New bill asks CISA to report on impact of SolarWinds cyber incident

New bill asks CISA to report on impact of SolarWinds cyber incident

A new legislative bill has been brought into the U.S. House of Representatives that requires the Cybersecurity and Infrastructure Security Agency (CISA) to submit a report on the impact of the SolarWinds cyber incident on information systems owned and operated by federal departments and agencies and other critical infrastructure, and for other purposes. Apart from analyzing the cyber resilience at these installations, the bill seeks answers from the CISA on which systems were accessed and compromised by hackers, what information was exploited, exfiltrated or altered, in addition to whether ongoing repercussions pose threats to national security.

The bill, titled ‘Building Cyber Resilience After SolarWinds Act of 2022’ has been introduced by Rep. Ritchie Torres, a Democrat from New York and vice chairman of the House Homeland Security Committee. The bill has since been referred to the Committee on Oversight and Reform, and in addition to the Committee on Homeland Security, for a period to be subsequently determined by the Speaker, in each case for consideration of such provisions as fall within the jurisdiction of the committee concerned.

The discovery of the SolarWinds attack began on Dec. 8, 2020, when cybersecurity firm FireEye said that they had fallen victim to a nation-state attack. The FireEye security team reported their Red Team toolkit, containing applications used by ethical hackers in penetration tests, was stolen.

The SolarWinds attack turned out to be one of the largest supply chain attacks that cyber attackers exploited after merely placing the malicious code into a new batch of software distributed by SolarWinds as an update or patch. The SolarWinds cyber incident affected several organizations reporting breaches to their networks within a few days of each other, with an immediate and potentially ongoing impact on approximately 18,000 customers, spread across multiple sectors.

According to the provisions of the bill, the CISA director shall in consultation with the National Cyber Director and the heads of other relevant federal departments and agencies carry out an investigation to evaluate the impact of the SolarWinds cyber incident on information systems owned and operated by federal departments and agencies, and, to the extent practicable, other critical infrastructure. 

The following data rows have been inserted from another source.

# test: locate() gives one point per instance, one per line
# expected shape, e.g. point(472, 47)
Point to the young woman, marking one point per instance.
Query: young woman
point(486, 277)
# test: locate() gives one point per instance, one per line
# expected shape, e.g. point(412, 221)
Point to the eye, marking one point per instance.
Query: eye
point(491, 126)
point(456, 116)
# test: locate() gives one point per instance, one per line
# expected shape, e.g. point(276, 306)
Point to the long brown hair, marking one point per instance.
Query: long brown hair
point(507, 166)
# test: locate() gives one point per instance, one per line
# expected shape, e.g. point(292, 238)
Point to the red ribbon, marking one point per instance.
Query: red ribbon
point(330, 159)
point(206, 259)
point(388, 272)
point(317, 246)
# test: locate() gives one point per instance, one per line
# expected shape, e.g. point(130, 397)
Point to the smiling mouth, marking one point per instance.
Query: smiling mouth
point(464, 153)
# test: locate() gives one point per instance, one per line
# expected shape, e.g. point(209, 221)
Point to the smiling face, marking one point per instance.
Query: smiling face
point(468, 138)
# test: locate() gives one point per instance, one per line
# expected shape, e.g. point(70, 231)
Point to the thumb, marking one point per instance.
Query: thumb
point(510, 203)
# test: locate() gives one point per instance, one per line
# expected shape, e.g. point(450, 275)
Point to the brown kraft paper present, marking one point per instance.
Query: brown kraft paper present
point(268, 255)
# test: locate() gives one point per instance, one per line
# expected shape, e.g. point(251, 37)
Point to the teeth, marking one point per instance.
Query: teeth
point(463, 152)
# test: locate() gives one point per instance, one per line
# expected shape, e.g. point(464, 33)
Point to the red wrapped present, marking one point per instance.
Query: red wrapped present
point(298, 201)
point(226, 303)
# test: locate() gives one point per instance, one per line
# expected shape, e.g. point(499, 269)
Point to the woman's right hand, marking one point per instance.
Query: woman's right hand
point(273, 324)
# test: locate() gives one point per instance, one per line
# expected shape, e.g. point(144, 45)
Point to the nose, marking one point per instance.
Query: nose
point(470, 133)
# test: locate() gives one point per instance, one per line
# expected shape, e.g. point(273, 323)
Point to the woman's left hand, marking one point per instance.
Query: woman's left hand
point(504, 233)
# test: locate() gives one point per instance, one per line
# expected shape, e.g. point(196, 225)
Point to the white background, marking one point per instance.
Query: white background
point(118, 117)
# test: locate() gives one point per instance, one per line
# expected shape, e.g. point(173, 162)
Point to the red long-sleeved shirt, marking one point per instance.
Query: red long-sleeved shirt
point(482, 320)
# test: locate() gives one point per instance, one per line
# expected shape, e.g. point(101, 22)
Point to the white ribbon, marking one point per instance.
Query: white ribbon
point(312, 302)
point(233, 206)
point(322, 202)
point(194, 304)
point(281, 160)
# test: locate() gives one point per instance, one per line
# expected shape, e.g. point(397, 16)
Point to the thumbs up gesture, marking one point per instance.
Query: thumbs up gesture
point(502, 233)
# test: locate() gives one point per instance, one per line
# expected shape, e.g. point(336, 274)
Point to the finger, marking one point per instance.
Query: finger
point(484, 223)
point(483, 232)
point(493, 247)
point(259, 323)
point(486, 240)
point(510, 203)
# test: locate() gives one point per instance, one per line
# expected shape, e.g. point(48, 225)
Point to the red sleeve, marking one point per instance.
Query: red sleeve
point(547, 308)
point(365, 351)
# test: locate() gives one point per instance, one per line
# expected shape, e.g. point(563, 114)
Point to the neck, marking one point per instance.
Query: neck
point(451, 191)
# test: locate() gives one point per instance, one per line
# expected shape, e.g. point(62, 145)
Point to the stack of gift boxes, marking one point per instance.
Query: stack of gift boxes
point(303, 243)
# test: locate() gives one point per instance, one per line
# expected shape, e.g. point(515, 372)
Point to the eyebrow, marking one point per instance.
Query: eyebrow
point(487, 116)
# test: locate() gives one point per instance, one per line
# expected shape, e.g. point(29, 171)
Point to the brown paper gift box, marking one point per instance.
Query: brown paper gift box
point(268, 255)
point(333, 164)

Furthermore, the director shall review the extent to which federal information systems were accessed, compromised, or otherwise impacted by the SolarWinds incident, and any potential ongoing security concerns or consequences arising from such incident. Additionally, the director will evaluate the extent to which information systems that support other critical infrastructure were accessed, compromised, or otherwise impacted by the SolarWinds incident, where such information is available to the director.

The bill also called upon the CISA director to assess any ongoing security concerns or consequences arising from the SolarWinds incident, including any sensitive information that may have been accessed or exploited that threatens national security. Furthermore, the director shall implement U.S. President Joe Biden’s Executive Order 14028 issued in May last year, and efforts taken by the director, the heads of federal departments and agencies, and critical infrastructure owners and operators to address cybersecurity vulnerabilities and mitigate risks associated with the SolarWinds cyber incident.

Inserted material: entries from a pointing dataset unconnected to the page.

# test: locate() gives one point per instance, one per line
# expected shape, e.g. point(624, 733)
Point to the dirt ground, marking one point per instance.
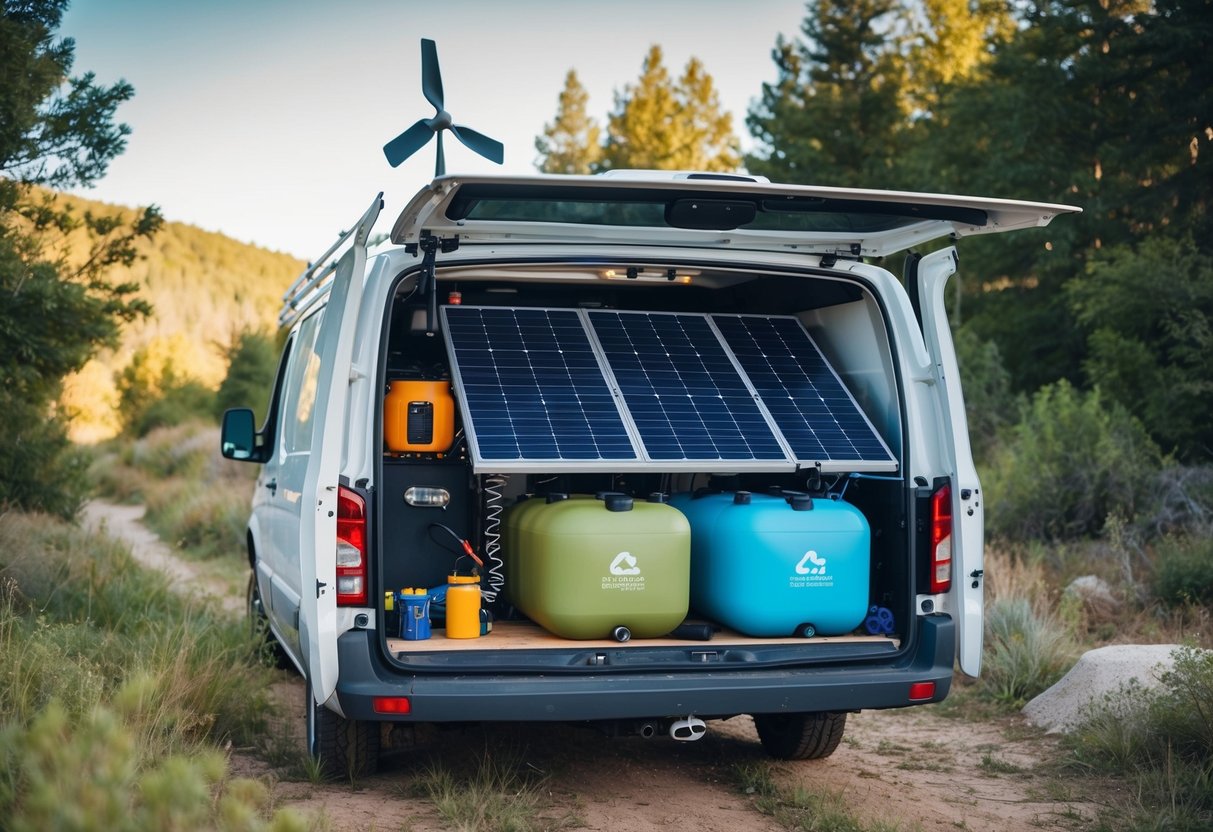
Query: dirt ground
point(911, 768)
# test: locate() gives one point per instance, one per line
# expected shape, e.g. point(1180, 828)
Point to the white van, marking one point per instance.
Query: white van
point(546, 335)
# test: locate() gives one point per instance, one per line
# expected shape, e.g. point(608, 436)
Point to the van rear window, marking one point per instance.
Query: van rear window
point(665, 208)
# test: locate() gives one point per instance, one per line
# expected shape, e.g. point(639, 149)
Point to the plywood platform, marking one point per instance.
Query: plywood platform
point(527, 636)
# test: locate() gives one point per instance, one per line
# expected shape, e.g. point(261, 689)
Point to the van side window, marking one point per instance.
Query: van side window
point(302, 376)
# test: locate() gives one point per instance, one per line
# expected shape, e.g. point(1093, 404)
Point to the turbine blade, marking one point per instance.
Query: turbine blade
point(406, 143)
point(431, 75)
point(489, 148)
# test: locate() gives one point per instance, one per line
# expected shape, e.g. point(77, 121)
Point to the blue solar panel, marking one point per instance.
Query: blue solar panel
point(684, 394)
point(531, 387)
point(808, 402)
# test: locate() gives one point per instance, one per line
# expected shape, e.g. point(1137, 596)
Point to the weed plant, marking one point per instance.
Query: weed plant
point(499, 793)
point(114, 694)
point(1162, 740)
point(801, 809)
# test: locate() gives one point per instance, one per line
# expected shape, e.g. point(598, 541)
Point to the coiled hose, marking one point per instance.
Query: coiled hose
point(493, 562)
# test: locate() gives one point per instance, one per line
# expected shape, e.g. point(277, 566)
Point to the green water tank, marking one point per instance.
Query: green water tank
point(590, 568)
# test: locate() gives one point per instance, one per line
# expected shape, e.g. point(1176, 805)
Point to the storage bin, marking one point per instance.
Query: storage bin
point(778, 564)
point(585, 566)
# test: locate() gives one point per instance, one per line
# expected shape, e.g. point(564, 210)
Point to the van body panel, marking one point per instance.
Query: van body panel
point(318, 508)
point(964, 599)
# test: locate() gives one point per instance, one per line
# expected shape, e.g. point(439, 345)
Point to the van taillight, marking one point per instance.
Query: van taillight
point(941, 540)
point(351, 548)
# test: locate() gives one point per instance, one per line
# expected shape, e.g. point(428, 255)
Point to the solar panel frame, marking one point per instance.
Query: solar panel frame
point(806, 398)
point(545, 392)
point(682, 429)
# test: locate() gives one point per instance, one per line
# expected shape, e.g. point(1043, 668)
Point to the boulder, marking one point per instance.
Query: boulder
point(1098, 672)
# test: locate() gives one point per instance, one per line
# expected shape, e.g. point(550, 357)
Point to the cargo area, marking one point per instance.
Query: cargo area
point(602, 533)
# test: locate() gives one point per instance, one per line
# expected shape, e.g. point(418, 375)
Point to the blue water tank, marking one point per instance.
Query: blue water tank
point(778, 564)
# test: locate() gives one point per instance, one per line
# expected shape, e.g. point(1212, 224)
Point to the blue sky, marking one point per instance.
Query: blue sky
point(265, 119)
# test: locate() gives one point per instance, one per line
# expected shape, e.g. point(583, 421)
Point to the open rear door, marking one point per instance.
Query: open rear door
point(968, 501)
point(318, 517)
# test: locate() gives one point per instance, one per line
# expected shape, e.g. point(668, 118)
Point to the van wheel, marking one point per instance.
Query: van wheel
point(341, 747)
point(801, 735)
point(258, 627)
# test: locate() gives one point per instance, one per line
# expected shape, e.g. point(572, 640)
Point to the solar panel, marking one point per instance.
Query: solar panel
point(813, 409)
point(531, 389)
point(683, 392)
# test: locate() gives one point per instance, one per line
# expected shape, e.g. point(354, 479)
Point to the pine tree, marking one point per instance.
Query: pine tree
point(838, 110)
point(665, 125)
point(56, 131)
point(570, 143)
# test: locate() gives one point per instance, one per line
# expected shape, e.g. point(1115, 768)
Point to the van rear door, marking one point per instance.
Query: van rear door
point(964, 599)
point(318, 514)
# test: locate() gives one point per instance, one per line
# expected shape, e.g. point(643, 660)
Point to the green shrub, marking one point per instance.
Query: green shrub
point(40, 471)
point(252, 362)
point(64, 773)
point(1068, 465)
point(1161, 739)
point(1183, 570)
point(1025, 651)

The Building Cyber Resilience After SolarWinds bill said that not later than 120 days after the date of the enactment of the Act, the CISA director shall submit to the Committee on Homeland Security in the House of Representatives and Committee on Homeland Security and Government Affairs in the Senate a report, containing the findings, recommendations to address security gaps, improve incident response efforts, and prevent similar cyber incidents. 

Additionally, it shall include any areas where the CISA director lacked the information necessary to fully review and assess such elements, the reason the information necessary was unavailable, and recommendations to close such informational gaps.

The bill also said that within a year after the date of the enactment of the Building Cyber Resilience After SolarWinds bill, the Comptroller General of the United States shall evaluate the activities of the Cyber Safety Review Board established pursuant to Executive Order 14028. The assessment shall focus on the Board’s inaugural review announced in February this year, and assess whether the Board has the authorities, resources, and expertise necessary to carry out its mission of reviewing and assessing significant cyber incidents.

Last October, the House approved legislation called the DHS Software Supply Chain Risk Management Act, introduced by Rep. Torres, to strengthen software and information technology supply chains at the DHS. The legislation also helps protect against attacks similar to the SolarWinds cyber incident.

The U.S. Government Accountability Office (GAO) scrutinized in a January report the federal responses to the SolarWinds network management software and the exploitation by likely Chinese government affiliates of a vulnerability in the Microsoft Exchange Server.